Sam Spade - Portrayals

Portrayals

Spade was a new character created specifically by Hammett for The Maltese Falcon; he had not appeared in any of Hammett's previous stories. Hammett says about him:

Spade has no original. He is a dream man in the sense that he is what most of the private detectives I worked with would like to have been and in their cockier moments thought they approached. For your private detective does not — or did not ten years ago when he was my colleague — want to be an erudite solver of riddles in the Sherlock Holmes manner; he wants to be a hard and shifty fellow, able to take care of himself in any situation, able to get the best of anybody he comes in contact with, whether criminal, innocent by-stander or client.

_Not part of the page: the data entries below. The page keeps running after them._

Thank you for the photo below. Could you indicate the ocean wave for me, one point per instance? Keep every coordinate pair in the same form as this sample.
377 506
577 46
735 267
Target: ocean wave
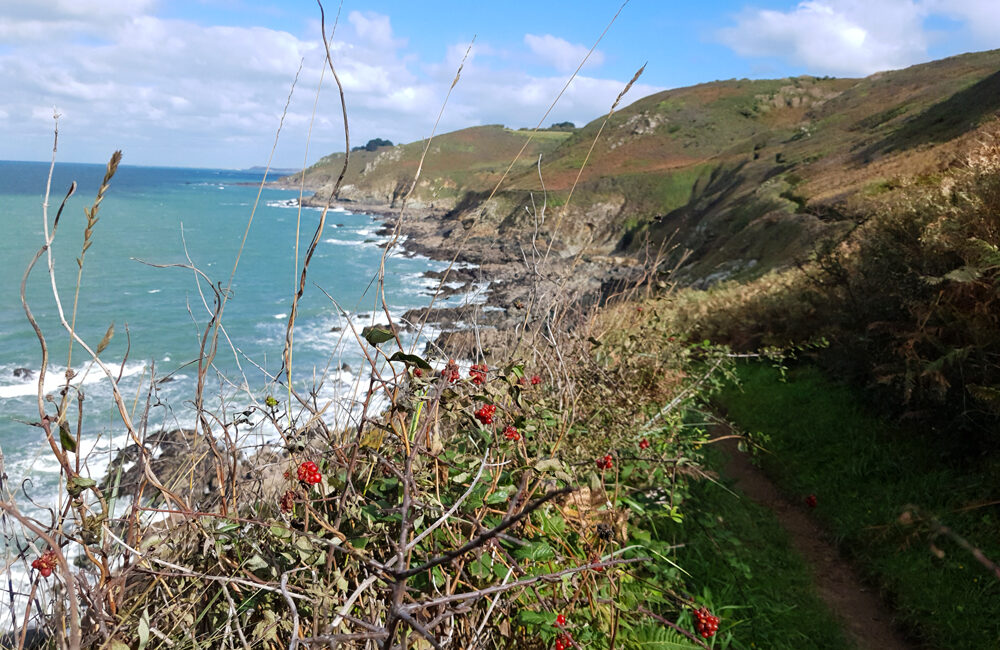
55 379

From the 1940s onward, the character became closely associated with actor Humphrey Bogart, who played Spade in the third and best-known film version of The Maltese Falcon. Though Bogart's slight frame, dark features and no-nonsense depiction contrasted with Hammett's vision of Spade (blond, well-built & mischievous), his portrayal was well-received, and is generally regarded as an influence on both film noir & the genre's archetypal private detective.

Spade was played by Ricardo Cortez in the first film version in 1931. Despite being a critical and commercial success, an attempt to re-release the film in 1936 was denied approval by the Production Code Office due to the film's "lewd" content. Since Warner Bros. could not re-release the film, a second version was made. For the 1936 comedy Satan Met a Lady, the central character was renamed Ted Shane and was played by Warren William. The film was a notable box office bomb.

On the radio, Spade was played by Bogart in a 1943 Screen Guild Theater production and a 1946 Academy Award Theater production. He was also played by Edward G. Robinson in a 1943 Lux Radio Theatre production. A 1946-1951 radio show called The Adventures of Sam Spade (on ABC, CBS, and NBC) starred Howard Duff (and later Steve Dunne) as "Sam Spade" and Lurene Tuttle as Spade's devoted secretary "Effie Perrine", and took a considerably more tongue-in-cheek approach to the character.

George Segal played Sam Spade, Jr., son of the original, in the 1975 film spoof, The Black Bird. The Black Bird was panned by both critics and audiences alike. Peter Falk delivered a more successful spoof the following year as "Sam Diamond" in Neil Simon's Murder by Death."

In 2009, with the approval of the estate of Dashiell Hammett, the veteran detective-story writer Joe Gores published Spade & Archer: The Prequel to Dashiell Hammett's THE MALTESE FALCON with Alfred A. Knopf, the original publisher of Hammett's The Maltese Falcon.